Urban gentrification in Brixton is the topic of this slight, uneven debut feature

Urban gentrification in Brixton is the topic of this slight, uneven debut feature

Joyce Glasser reviews A Moving Image (April 28, 2017)

A Moving Image is writer/director Shola Amoo’s debut feature film after graduating from the National Film and Television School. He has chosen not only a topical and meaty subject, but a fitting and clever title. For Amoo, who hails from South London, constructs his exploration of gentrification in Brixton, around Nina (Tanya Fear), who decides to make a film about gentrification when she returns to her childhood neighbourhood. The pun on moving – moving image, moving neighbourhoods or moving as in emotive – resonates throughout the film. But even at a slight 74 minutes there is more indulgent padding than plot, and while the debates and interviews are interesting, Nina’s personal story occasionally feels like a distraction.

A Moving Image - © AMI Production - Credit IMDBThe film begins with Nina (Tanya Fear) moving back to Brixton from an interlude in Shoreditch. She emerges from the tube with just one suitcase, but as we never see her in the same outfit twice, it must be true that, in the words of one Brixton resident, ‘you can buy anything here.’ Nina’s ‘media’ background and temporary location in a stylish loft leads Ahmed (James Hamilton) to be suspicious that Nina is contributing to the very gentrification she is concerned about. When he attacks Reclaim, (organisers of the Reclaim Brixton demonstrations) Nina protests that she went to the demonstration and interviewed a lot of concerned Black people. Ahmed answers, ‘You don’t think Black people can be anti-Black?’

Nina’s best friend Isha (Hussina Raja), who is as pretty as Nina, agrees to edit Nina’s project. Despite Nina’s fear of being ‘fixed up’, Isha persuades her to meet an alleged musician named Ayo (Aki Omoshaybi) who spots Nina’s depression pills and tells her he has been there and understands. A rival for her affection is Mickey (Alex Austin) a white up and coming actor who calls himself a local. Ayo claims that Mickey displaced families like his from Rushcroft Road for an investment property. Of the two, however, Mickey’s character has more to add to the film that Ayo’s.

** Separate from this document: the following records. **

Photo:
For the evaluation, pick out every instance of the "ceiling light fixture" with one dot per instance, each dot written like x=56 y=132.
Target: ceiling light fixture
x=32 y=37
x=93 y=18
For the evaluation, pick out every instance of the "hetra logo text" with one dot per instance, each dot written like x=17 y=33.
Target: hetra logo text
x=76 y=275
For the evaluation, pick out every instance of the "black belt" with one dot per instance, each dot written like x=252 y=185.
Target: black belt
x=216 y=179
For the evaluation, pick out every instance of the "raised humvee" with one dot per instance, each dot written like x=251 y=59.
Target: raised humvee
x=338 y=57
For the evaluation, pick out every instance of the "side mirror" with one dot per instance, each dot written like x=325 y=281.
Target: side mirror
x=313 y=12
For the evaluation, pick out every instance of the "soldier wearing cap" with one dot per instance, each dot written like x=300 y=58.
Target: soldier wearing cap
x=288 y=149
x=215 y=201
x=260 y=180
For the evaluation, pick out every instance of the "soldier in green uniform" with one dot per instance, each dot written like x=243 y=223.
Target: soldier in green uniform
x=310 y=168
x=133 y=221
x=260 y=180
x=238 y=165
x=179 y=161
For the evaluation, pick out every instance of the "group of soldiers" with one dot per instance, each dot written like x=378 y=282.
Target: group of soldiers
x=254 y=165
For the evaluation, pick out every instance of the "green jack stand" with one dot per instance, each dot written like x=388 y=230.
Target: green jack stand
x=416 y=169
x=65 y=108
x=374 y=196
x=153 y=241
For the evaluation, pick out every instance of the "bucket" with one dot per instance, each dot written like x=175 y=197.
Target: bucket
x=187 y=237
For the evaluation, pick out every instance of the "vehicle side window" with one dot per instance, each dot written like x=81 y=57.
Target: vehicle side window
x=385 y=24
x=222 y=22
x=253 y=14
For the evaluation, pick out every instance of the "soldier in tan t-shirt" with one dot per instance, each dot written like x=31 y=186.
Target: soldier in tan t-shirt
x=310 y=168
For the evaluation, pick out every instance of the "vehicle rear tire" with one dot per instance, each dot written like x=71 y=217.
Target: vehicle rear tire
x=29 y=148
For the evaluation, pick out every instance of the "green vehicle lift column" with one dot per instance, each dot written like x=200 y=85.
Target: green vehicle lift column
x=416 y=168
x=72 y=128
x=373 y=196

But it is the interviews Nina conducts for her ‘project’ – when the film moves toward documentary mode – that prove the most rewarding. Nina’s interview with the Eritrean owner of a café called Art Nouveau gives us a profile of a single mother of two who is frustrated that, ‘if you try to do something with your life, they do everything possible to make sure you don’t succeed.’ The ‘they’ is clearly the government as well as developers. ‘Even Lambeth called it a master plan,’ she laments. ‘It’s a plan to completely change an area. While they’re changing the shops and getting rid of local people and building luxury flats, my relationship with Brixton will end.’

Like Spike Lee’s great 1989 film Do the Right Thing, which dramatises racial tensions in the streets of Brooklyn on a hot summer day, a lot of A Moving Image takes place in the bustling summer streets of Brixton as Nina meets the locals during and after a Reclaim Demonstration. At one point she develops a promising project to connect gentrification protests internationally. We hear from two articulate New Yorkers, one of whom comments on the 200% rent rises in Harlem (now significantly gentrified) while another, white, commentator reminds listeners that ‘not everyone can take part in the quote unquote progress’ that is urban gentrification.

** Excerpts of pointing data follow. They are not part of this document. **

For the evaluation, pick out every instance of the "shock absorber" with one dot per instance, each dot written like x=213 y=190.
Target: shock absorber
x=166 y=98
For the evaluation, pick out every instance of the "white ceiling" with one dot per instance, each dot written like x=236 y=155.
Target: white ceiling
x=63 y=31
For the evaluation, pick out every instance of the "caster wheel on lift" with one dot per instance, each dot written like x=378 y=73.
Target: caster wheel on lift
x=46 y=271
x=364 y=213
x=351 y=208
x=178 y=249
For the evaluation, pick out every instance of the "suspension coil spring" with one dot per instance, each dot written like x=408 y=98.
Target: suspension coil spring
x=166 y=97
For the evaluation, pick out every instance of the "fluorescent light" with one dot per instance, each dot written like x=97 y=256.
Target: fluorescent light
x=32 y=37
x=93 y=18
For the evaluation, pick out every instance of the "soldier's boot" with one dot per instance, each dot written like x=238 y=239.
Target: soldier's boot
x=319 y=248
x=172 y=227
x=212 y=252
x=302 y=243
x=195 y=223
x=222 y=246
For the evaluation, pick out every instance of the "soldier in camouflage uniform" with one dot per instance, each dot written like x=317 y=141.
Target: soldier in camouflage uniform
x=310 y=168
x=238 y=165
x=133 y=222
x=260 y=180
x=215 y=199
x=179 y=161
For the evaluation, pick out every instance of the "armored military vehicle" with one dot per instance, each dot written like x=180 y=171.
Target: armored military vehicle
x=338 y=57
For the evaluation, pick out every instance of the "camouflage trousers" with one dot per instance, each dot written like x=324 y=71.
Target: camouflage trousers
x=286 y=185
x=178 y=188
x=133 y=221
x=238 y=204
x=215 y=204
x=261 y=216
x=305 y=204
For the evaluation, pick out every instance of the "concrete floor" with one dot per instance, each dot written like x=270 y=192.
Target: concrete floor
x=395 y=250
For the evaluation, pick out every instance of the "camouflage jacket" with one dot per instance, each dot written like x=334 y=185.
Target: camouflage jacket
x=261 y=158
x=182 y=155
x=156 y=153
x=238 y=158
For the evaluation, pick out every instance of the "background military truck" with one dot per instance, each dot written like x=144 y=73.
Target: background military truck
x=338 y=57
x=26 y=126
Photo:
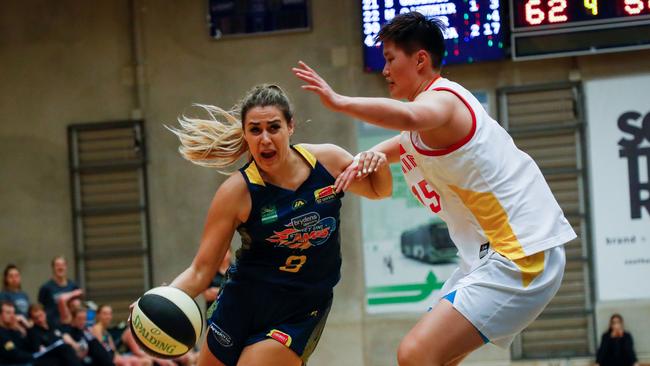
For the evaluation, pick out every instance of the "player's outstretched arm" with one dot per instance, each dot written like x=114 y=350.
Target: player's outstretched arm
x=366 y=162
x=376 y=185
x=427 y=111
x=230 y=206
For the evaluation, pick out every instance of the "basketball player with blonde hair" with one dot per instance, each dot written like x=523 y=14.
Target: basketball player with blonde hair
x=464 y=167
x=274 y=304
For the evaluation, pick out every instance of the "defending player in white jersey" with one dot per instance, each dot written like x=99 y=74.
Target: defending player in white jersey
x=463 y=166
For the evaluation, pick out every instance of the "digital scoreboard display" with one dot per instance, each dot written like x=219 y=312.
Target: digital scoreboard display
x=560 y=28
x=529 y=14
x=473 y=32
x=246 y=17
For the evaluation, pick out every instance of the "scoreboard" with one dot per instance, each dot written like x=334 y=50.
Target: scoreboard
x=534 y=14
x=474 y=30
x=556 y=28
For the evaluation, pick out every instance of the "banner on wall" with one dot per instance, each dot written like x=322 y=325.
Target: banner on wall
x=408 y=254
x=618 y=115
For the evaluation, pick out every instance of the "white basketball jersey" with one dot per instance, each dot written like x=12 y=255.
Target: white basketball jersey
x=485 y=189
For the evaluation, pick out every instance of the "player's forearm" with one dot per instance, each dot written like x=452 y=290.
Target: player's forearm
x=390 y=148
x=382 y=112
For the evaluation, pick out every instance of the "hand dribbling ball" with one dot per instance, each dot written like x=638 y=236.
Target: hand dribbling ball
x=166 y=322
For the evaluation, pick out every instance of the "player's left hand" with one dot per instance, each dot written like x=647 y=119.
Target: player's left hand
x=362 y=165
x=318 y=85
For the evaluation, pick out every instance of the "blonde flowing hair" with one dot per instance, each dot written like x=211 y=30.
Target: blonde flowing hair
x=218 y=141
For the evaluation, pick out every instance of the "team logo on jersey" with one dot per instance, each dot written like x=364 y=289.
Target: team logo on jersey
x=269 y=214
x=222 y=337
x=281 y=337
x=298 y=203
x=325 y=194
x=304 y=231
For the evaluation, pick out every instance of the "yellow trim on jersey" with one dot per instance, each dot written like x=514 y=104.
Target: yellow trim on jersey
x=306 y=154
x=495 y=224
x=254 y=175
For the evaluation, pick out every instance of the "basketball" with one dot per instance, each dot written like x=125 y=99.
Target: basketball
x=166 y=322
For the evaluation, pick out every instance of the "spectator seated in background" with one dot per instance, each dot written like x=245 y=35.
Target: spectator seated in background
x=16 y=347
x=42 y=337
x=616 y=345
x=51 y=290
x=67 y=303
x=12 y=291
x=100 y=331
x=88 y=348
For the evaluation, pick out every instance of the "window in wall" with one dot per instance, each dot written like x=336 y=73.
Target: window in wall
x=110 y=211
x=547 y=123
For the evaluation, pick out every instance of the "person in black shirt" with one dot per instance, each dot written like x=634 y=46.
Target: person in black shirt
x=12 y=291
x=51 y=290
x=42 y=336
x=15 y=345
x=88 y=348
x=616 y=345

It’s a shame that no one mentions or seems aware of Jane Jacobs (1916-2006) and her influential 1961 book on city planning, The Life and Death of American Cities (the subject of a documentary out next week). Amoo includes in the film several dance scenes, including a scene where Nina dances with Mickey in her flat to chill out when a friendly interview becomes heated on the subject of race.

In her book, Jacobs argued that the sidewalk – so prominent here and in Spike Lee’s film – “is a central mechanism in maintaining the order of the city” and she draws an apt analogy with dance. “This order is all composed of movement and change, and although it is life, not art, we may fancifully call it the art form of the city and liken it to the dance.” It is Amoo’s awkward attempt to mix art and life, fiction and non-fiction that undermines his promising concept.